(Optional) Configure the Sync Between Cloudera Data Science Workbench and PyCharm

Configuring what files PyCharm ignores can help you adhere to IT policies.

Before you configure syncing behavior between the remote editor and Cloudera Data Science Workbench, ensure that you understand the policies set forth by IT and the Site Administrator.
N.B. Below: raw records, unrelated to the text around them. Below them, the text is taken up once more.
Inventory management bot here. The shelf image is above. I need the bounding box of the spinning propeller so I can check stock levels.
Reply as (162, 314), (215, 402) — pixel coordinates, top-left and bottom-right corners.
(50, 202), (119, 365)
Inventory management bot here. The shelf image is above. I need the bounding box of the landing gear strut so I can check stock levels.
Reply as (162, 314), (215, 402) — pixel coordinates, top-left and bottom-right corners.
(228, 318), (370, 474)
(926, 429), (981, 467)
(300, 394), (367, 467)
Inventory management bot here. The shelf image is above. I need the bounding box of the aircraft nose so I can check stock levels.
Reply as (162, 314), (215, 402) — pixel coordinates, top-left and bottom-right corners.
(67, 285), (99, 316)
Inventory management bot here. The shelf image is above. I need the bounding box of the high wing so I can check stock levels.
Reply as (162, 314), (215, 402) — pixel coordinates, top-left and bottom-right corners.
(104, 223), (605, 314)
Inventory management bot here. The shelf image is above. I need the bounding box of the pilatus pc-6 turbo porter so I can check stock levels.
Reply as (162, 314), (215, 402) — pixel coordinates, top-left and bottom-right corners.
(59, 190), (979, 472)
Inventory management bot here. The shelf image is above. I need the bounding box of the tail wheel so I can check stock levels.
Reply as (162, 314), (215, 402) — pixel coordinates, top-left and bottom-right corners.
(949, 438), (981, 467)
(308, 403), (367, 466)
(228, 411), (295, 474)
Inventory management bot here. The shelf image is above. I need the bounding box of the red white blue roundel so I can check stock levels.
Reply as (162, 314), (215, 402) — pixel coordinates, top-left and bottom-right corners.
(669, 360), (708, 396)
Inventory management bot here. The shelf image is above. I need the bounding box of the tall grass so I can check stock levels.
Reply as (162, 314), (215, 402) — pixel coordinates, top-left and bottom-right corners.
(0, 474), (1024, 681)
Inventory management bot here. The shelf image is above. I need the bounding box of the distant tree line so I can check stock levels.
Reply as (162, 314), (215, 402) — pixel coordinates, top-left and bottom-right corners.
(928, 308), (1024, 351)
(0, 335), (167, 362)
For example, a policy might require that data remains within the Cloudera Data Science Workbench deployment but allow you to download and edit code.
  1. In your project, go to Preferences.
    Depending on your operating system, Preferences may be called Settings.
  2. Go to Build, Execution, Deployment and select Deployment.
  3. On the Connection tab, add the following path to the Root path field:
    /home/cdsw
  4. On the Excluded Paths tab, add any paths you want to exclude.
    Cloudera recommends excluding the following paths at a minimum:
    • /home/cdsw/.local
    • /home/cdsw/.cache
    • /home/cdsw/.ipython
    • /home/cdsw/.ipython
    • /home/cdsw/.oracle_jre_usage
    • /home/cdsw/.pip
    • /home/cdsw/.pycharm_helpers
  5. Optionally, add a Deployment path on the Mappings tab if the code for your Cloudera Data Science Workbench project lives in a subdirectory of the root path.
  6. Expand Deployment in the left navigation and go to Options > Upload changed files automatically to the default server and set the behavior to adhere to the policies set forth by IT and the Site Administrator.

    Cloudera recommends setting the behavior to Automatic upload because the data remains on the cluster while your changes get uploaded.

  7. Sync for the project file(s) to your machine and begin editing.